Artigo em Inglês | MEDLINE | ID: mdl-38359147

RESUMO

BACKGROUND AND OBJECTIVES: The negative pressure selectable for the wet-suction technique remains uncertain. The aim was to investigate the quality of sampling and diagnostic accuracy with solid lesions by 5 mL and 10 mL negative pressure with wet-suction techniques. METHODS: This is a single-center, crossover, randomized controlled trial conducted with a random sampling technique. In all, 160 patients consecutively undergoing EUS-FNA for solid lesions were randomized in a ratio of 1:1 into 2 groups, the 5 mL and 10 mL negative pressure wet-suction group. The main outcome was to compare the sample quality between the 2 groups. The secondary outcome was to compare the histologic and cytologic diagnostic accuracy of solid lesions. RESULTS: Pancreatic (n=129) and nonpancreatic (n=27) lesions from 156 lesions were examined.
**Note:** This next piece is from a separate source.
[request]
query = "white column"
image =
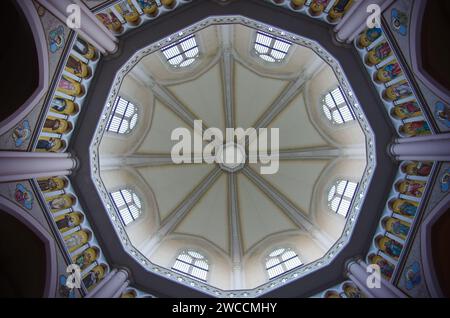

The sample quality concluding cellularity, adequacy, integrity, and blood contamination were comparable between the 2 groups. However, in subgroup analysis, we found 19G FNA provided more integrity of specimen in 5 mL than in 10 mL group (100% vs. 82.9%, P=0.025). In contrast, this benefit was not noteworthy in the 22G FNA subgroup. And there was no statistically significant in histologic (87.82% vs. 87.18%, P=1.000) and cytologic (78.85% vs. 80.77%, P=0.778) accuracy between 5 mL and 10 mL groups. CONCLUSION: When using the wet-suction technique, 5 mL and 10 mL negative pressure offer equivalent sample quality and diagnostic accuracy. However, the 19G FNA can obtain better sample quality with 5 mL negative pressure than 10 mL negative pressure.